Aldehydes and ketones are carbonyls. In IUPAC nomenclature, aldehydes are indicated by changing the suffix from -ane to -anal. Ketones are indicated by changing the suffix from -ane to -anone. In general, aldehydes are more reactive than ketones.
An aldehyde is an organic compound that contains a carbonyl group (C=O) bound to one alkyl (−R) fragment and one hydrogen atom, with RC(=O)H or R−CHO stoichiometry. A carbonyl is a functional group in which a carbon atom is double bonded to an oxygen atom. Aldehydes have a carbon that is attached to an R group and a hydrogen and double bonded to an oxygen. The R group is any generic alkyl or aryl group.
A ketone is an organic compound that contains a carbonyl group (C=O) bound to two alkyl (−R) or aryl (aromatic ring) fragments, with RC(=O)R′ or RCOR′ stoichiometry. The alkyl fragments can be the same (R and R) or different (R and R′). Ketones have a carbon attached to two R groups and double bonded to an oxygen.
The International Union of Pure and Applied Chemistry (IUPAC) is the organization that sets rules for nomenclature. IUPAC rules state that the longest chain attached to the −CHO group is the parent chain. The corresponding alkane suffix -ane is replaced by -anal. Propanal is the IUPAC name for the organic compound with the formula CH3CH2CHO.
The common names of aldehydes use the corresponding carboxylic acid's name by replacing the -ic acid with -aldehyde.
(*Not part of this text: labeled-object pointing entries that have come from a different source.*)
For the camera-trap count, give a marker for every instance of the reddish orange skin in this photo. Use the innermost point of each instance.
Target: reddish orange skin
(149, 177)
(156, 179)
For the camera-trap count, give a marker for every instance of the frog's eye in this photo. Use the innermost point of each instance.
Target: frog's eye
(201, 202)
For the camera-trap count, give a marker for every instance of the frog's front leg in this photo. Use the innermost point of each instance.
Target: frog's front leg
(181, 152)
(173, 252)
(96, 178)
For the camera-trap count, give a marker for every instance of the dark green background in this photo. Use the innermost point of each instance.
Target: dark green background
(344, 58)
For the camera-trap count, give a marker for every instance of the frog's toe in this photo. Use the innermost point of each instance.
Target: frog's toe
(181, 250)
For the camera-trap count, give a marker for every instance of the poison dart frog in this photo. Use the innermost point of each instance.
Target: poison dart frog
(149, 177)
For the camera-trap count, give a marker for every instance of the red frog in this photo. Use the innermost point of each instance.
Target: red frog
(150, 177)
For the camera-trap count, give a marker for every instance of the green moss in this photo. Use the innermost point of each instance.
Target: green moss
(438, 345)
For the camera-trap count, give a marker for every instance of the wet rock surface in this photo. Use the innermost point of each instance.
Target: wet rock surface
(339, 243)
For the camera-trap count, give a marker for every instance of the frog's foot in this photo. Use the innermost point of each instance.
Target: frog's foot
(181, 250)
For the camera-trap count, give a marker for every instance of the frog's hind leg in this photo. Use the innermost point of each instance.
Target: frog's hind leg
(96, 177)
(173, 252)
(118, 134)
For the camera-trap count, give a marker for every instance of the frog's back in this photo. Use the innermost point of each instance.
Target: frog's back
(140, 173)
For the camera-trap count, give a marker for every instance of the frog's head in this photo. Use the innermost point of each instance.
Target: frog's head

For example, propionaldehyde (CH3CH2CHO) can be oxidized to propionic acid.
Propionaldehyde (CH3CH2CHO) is the common name for 1-propanal, or propanal.
In numbering the chain for substituents, numbering begins with the carbonyl carbon always being C-1.
Hexanal (C6H12O) is the IUPAC name for a six-carbon aldehyde. The locant numbers in the chain are assigned starting at the end that gives the carbonyl carbon the lowest possible locant, which for hexanal is 1.
In IUPAC nomenclature for ketones, the longest chain with the carbonyl group is the parent structure. The corresponding alkane suffix -ane is replaced with -anone. The positions of the carbonyl groups are indicated with a locant number. The carbonyl carbon has the lowest number possible.
Common nomenclature for ketones names the two groups attached to the carbonyl carbon, followed by the word ketone. If the carbonyl group is attached to a benzene ring, it is named as a –phenone. For example, propiophenone (C6H5C(O)CH2CH3) is the common name for 1-phenylpropan-1-one, also called benzoylethane or BzEt.
Isobutyl methyl ketone ((CH3)2CHCH2C(O)CH3) is the common name for 4-methyl-2-pentanone.
Benzyl methyl ketone (C6H5CH2COCH3) is the common name for 1-phenyl-2-propanone.
Electronics includes the charge or electrical factors that influence an atom or molecule. Both aldehydes and ketones are polar groups. The oxygen of the carbonyl is electronegative, which means it attracts electrons and thus pulls electrons away from the carbonyl carbon. The carbonyl carbon is more partially positive in aldehydes than in ketones because of the electron-donating nature of the alkyl groups attached to ketones and aldehydes. Ketones have two electron donor groups, while aldehydes only have one.
Sterics includes the size, arrangement, and spatial factors that influence an atom or molecule. Aldehydes are generally more reactive than ketones. They are less sterically hindered because hydrogen is smaller than any other R group, and they are less stabilized by electron-donating alkyl groups (two alkyl groups for ketones versus one alkyl group and one H for aldehydes).
Ketones and aldehydes can be distinguished by 1H nuclear magnetic resonance (NMR) spectroscopy. Electron distribution in a molecule causes a chemical shift in hydrogens, or protons. Moving electrons create a small magnetic field that affects the hydrogen. Electrons around the atom create a shield about the hydrogen from the applied magnetic field. This shield allows for less energy to excite the proton from one spin state to another. If there is a lower electron density around an atom, the protons become deshielded, or have a larger chemical shift. Hydrogens attached to the carbonyl carbon of aldehydes appear around 10 ppm in a 1H NMR spectrum.
1H NMR of butanal shows a peak near 10 ppm.
The hydrogen atoms on the carbons adjacent to the carbonyl appear near 2–3 ppm for ketones.
1H NMR of butanone shows peaks at 2.45 and 2.12 ppm for the protons on the carbons attached to the carbonyl.
The π and delocalized electrons create an induced magnetic field that may deshield or shield an atom. 13C NMRs are influenced by the same factors as 1H NMRs. 13C NMRs detect 13C isotope rather than 12C because 12C does not have a nuclear spin. A carbonyl carbon is deshielded because of its lowered electron density. The carbonyl carbons of aldehydes and ketones appear between 190 and 220 ppm in the 13C NMR spectrum.
13C NMR of butanal shows a peak at 202.2 ppm for the carbonyl carbon.
13C NMR of butanone shows peaks at 208.8, 36.8, 29.5, and 7.6 ppm. The peak at 208.8 ppm is the carbonyl carbon of butanone, and the peaks at 36.8, 29.5, and 7.6 ppm are the alkane carbons of butanone.